2. The chip top-level structure according to claim 1, characterized in that, The isolation band is formed by the logic signal line or the quiet signal line, which is arranged between the noise signal line or the clock signal line and the sensitive signal line.
3. The chip top-level structure according to claim 2, characterized in that, The isolation strip also includes a metal shielding wire independent of the signal line, the metal shielding wire including a first shielding wire, a second shielding wire, and a third shielding wire. The first shielding line extends continuously along the edge of the first wiring area away from the second wiring area, the second shielding line is located at the boundary between the first wiring area and the second wiring area and extends continuously, and the third shielding line extends continuously along the edge of the second wiring area away from the first wiring area, so that the first wiring area and the second wiring area are each sandwiched between two adjacent shielding lines.
4. The chip top-level structure according to claim 3, characterized in that, The width of the metal shielding wire is equal to the width of the adjacent signal wire.

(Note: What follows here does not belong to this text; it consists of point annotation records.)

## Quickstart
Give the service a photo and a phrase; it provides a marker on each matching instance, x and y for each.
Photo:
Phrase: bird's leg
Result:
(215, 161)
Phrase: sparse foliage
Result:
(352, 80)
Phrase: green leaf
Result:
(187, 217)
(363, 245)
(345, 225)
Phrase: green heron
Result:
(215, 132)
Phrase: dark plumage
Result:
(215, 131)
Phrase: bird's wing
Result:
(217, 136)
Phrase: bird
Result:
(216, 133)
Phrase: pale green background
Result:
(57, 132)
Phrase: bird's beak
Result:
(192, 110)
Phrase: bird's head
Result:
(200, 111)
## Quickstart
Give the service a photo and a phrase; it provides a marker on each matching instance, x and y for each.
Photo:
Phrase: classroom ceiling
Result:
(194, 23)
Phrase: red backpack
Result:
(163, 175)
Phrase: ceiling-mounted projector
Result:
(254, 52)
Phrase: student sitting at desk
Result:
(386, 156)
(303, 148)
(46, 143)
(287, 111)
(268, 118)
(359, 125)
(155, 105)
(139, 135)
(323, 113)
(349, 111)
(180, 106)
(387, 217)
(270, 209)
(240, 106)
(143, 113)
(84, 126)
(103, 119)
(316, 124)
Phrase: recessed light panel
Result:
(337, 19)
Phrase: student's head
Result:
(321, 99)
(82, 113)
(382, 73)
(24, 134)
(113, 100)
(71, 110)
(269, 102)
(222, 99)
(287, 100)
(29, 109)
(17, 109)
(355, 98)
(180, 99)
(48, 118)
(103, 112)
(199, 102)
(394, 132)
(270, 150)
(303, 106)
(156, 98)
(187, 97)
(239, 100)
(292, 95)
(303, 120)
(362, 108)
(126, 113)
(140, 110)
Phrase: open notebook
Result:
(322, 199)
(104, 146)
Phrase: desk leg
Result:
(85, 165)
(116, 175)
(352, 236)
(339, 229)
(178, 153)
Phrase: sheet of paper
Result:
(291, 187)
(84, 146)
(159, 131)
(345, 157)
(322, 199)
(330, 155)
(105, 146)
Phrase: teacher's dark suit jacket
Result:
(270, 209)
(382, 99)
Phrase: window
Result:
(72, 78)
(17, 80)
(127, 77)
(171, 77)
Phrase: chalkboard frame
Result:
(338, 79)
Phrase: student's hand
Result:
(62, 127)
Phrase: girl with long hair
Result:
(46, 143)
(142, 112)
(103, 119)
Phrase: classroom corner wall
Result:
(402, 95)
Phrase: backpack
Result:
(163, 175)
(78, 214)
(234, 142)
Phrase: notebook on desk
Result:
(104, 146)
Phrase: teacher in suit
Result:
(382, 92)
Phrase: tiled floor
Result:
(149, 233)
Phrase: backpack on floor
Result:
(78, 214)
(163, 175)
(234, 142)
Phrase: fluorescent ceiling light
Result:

5. The chip top-level structure according to claim 3, characterized in that, The metal shielding wire is made of at least one of aluminum, copper, or an aluminum-copper alloy.
6. The chip top-level structure according to claim 1, characterized in that, Also includes: Multiple connecting lines perpendicular to the multiple signal lines, each connecting line having one end connected to one of the multiple signal lines through a through-hole, and the other end connected to a pin of the same functional category in the multiple chip modules.